Nei cosiddetti 'SuperAgers' la corteccia cerebrale, lo strato esterno del cervello che regola la capacità di pensiero, di memoria, l'attenzione e altro, appare molto più spessa di quella dei normali 80enni. Con questa ricerca si spera di svelare i segreti di questi cervelli speciali, pari a quelli di un trentenne, e di sfruttarli per proteggere altri dalla malattia
“Studiando un cervello molto anziano in buona salute possiamo cominciare a dedurre come i ‘SuperAgers‘ sono in grado di mantenere la loro memoria. Molti scienziati studiano cosa c’è di sbagliato in un cervello che deperisce, ma forse si possono aiutare i malati di Alzheimer anche capendo ciò che accade in un cervello che funziona alla grande”. E’ la riflessione della scienziata della Northwestern University (Usa) Emily Rogalski che ha studiato anziani, over 80, con memorie così lucide da far comparare i loro cervelli a quelli di 20/30enni.

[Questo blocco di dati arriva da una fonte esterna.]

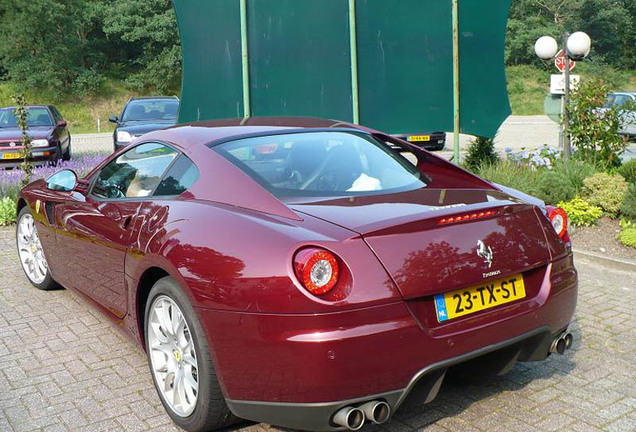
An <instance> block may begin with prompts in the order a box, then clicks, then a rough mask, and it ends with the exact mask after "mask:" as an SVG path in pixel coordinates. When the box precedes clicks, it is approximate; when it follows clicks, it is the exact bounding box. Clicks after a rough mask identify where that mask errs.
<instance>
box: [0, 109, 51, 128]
mask: <svg viewBox="0 0 636 432" xmlns="http://www.w3.org/2000/svg"><path fill="white" fill-rule="evenodd" d="M27 125H28V126H29V127H38V126H53V118H52V117H51V114H50V113H49V110H48V109H46V108H27ZM17 127H18V119H17V118H16V117H15V114H14V113H13V108H3V109H1V110H0V128H17Z"/></svg>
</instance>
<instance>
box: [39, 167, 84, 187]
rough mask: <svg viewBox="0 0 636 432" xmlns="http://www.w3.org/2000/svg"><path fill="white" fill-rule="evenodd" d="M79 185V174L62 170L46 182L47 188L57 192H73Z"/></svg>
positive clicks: (69, 170)
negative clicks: (73, 190) (77, 177)
mask: <svg viewBox="0 0 636 432" xmlns="http://www.w3.org/2000/svg"><path fill="white" fill-rule="evenodd" d="M77 183H78V179H77V174H75V172H74V171H71V170H62V171H60V172H58V173H55V174H53V175H52V176H51V177H49V178H48V179H47V180H46V188H47V189H49V190H52V191H57V192H72V191H73V190H75V187H76V186H77Z"/></svg>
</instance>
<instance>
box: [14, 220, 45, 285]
mask: <svg viewBox="0 0 636 432" xmlns="http://www.w3.org/2000/svg"><path fill="white" fill-rule="evenodd" d="M17 237H18V252H19V255H20V262H21V263H22V268H23V269H24V272H25V273H26V275H27V276H28V277H29V279H31V282H33V283H35V284H36V285H39V284H41V283H43V282H44V280H45V279H46V275H47V274H48V271H49V266H48V264H47V262H46V258H45V257H44V252H43V250H42V243H41V242H40V237H39V236H38V231H37V228H36V227H35V220H34V219H33V216H31V215H30V214H29V213H25V214H24V215H23V216H22V217H21V218H20V220H19V221H18V236H17Z"/></svg>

I ricercatori di tutto il mondo si sono a lungo soffermati sullo studio di ciò che non va nel cervello delle persone anziane con demenza. Ma la ricercatrice statunitense si è invece chiesta che cosa va a gonfie vele in quello dei super-nonni che hanno ancora una mente fresca. L’esperta ha scoperto che la materia grigia di questi ultraottantenni molto speciali ha l’aspetto e la funzionalità di quella di un individuo con 20 o persino 30 anni di meno. I risultati dei suoi studi appaiono sul “Journal of the International Neuropsychological Society”. Rogalski ha identificato un gruppo di volontari con più di 80 anni e ricordi nitidi come una fotografia ad alta definizione e li ha sottoposti, insieme a un campione di controllo, a risonanza magnetica in 3D. I dati raccolti sono risultati sbalorditivi: nei cosiddetti ‘SuperAgers’ la corteccia cerebrale, ossia lo strato esterno del cervello che regola la capacità di pensiero, di memoria, l’attenzione e altro, appare molto più spessa di quella dei normali 80enni e molto simile a quella dei partecipanti di 50-65 anni, il gruppo di mezza età coinvolto nello studio. “Questi risultati sono notevoli in considerazione del fatto che la perdita delle cellule del cervello è comune nel normale processo di invecchiamento”, commenta Rogalski, che spera di svelare i segreti di questi cervelli così giovanili e di sfruttarli per proteggere altri dalla perdita di memoria o dalla malattia di Alzheimer.